Once dubbed “America’s stepchild,” Liberia has had a nearly 200-year bilateral relationship with the US. The West African country was founded by freed African-American slaves who helped create the modern Liberian state in 1847. Tensions between indigenous peoples and the settlers’ descendants, who held a near monopoly on political control of the state until 1980, contributed to the early days of violence in the country.

Advocacy groups hailed the “legislative prowess” of Senator Jack Reed, a Democrat from Rhode Island and Senator Tina Smith, a Democrat from Minnesota. Reed has been a fierce advocate of the Liberian community; the provision in the NDAA bill is modeled after his long-championed Liberian Refugee and Immigrant Fairness Act. Rhode Island has one of the largest populations of Liberians in the US per capita, and since 1999 Reed has worked to allow Liberians to legally remain in the United States.

The provision finally “gives [Liberians] a chance to stop living from year to year, extension to extension, to finally be able to put down roots and have some security and legal equality,” said Amaha Kassa, executive director of African Communities Together.

“This breakthrough is a testament to the power of organizing, and what a focused movement can do. Most importantly, this resolution is a nearly three decades-long journey for Liberians,” said Patrice Lawrence, the National Policy and Advocacy Director for the UndocuBlack Network. “It is the proof and promise of the resilience of Black immigrants.”

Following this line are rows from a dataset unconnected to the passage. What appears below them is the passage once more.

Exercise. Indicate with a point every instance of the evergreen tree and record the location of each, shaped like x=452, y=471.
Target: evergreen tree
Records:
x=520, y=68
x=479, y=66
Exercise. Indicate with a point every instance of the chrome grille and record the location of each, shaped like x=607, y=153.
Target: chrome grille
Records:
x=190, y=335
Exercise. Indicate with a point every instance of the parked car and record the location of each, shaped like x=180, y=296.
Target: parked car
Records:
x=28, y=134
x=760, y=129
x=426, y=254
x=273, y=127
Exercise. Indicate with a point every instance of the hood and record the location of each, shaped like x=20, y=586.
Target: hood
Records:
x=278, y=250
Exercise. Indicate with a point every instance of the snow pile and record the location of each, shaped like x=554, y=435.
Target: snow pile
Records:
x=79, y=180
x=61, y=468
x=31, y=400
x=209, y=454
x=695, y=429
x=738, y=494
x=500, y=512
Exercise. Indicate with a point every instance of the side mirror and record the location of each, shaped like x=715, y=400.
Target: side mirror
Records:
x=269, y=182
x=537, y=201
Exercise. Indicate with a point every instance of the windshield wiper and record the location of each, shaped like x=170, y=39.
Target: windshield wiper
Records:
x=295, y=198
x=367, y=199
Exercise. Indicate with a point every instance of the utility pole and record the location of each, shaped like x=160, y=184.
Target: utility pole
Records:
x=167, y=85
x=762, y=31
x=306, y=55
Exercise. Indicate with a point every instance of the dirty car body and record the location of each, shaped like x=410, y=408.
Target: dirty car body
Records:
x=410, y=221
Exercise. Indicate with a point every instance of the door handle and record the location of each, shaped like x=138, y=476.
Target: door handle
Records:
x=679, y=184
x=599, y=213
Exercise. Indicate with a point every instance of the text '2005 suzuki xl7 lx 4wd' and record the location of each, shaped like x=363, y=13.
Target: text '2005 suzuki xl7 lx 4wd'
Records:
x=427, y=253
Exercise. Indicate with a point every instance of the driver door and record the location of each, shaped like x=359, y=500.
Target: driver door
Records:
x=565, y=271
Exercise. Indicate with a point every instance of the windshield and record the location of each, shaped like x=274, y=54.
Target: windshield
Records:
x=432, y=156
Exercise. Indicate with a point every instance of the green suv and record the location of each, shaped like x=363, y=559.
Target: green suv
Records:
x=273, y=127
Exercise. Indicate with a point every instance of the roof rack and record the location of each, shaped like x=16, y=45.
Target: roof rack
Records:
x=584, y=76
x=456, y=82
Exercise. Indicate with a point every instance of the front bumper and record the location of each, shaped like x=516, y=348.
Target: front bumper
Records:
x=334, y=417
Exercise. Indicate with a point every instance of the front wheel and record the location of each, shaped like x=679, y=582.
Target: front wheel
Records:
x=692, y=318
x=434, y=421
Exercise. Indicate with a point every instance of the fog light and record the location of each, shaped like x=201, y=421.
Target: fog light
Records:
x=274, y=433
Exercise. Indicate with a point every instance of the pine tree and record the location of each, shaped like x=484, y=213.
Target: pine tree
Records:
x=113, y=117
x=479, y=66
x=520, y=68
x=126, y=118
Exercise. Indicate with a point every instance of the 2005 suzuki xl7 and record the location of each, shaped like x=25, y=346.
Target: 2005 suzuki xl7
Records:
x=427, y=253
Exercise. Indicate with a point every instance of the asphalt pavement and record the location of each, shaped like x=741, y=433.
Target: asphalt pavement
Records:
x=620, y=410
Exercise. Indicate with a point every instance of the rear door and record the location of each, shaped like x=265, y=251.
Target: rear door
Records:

Despite the good news advocates are pressing on with their lawsuit against the Trump administration. In October 2019, a federal judge in Massachusetts ruled that the Court lacked the authority to compel the President to act to extend DED for those currently in that status. The plaintiffs filed an appeal in December. For the groups involved, the focus is now on exposing the president’s motives for terminating the program in the first place.

“We will not forget the unnecessary cruelty and threat of instability inflicted by this Administration in the first place,” said Lawrence.

With the provision, the new concerns for groups like Undocublack is how speedily applications will be processed and when people will get their work permits while they wait.

“The [law] doesn’t require that [the Liberians] keep their work permits beyond March,” said Lawrence. “The difference with a gap of a week or two can mean loss of livelihoods, inability to pay for medicine, rent and support loved ones here and abroad.

“People will need to apply quickly,” she said. For Undocublack, spreading the word about the new law has meant taking to social media, WhatsApp groups and religious communities so DED holders can act promptly.

To be eligible for the green card, Liberian nationals must have been continuously physically present in the United States from Nov. 20, 2014, to the date they properly file an application for adjustment of status. US immigration will accept applications from eligible Liberians seeking to adjust their status until Dec. 20, 2020.

Ineligible applicants include those who have been convicted of any aggravated felony.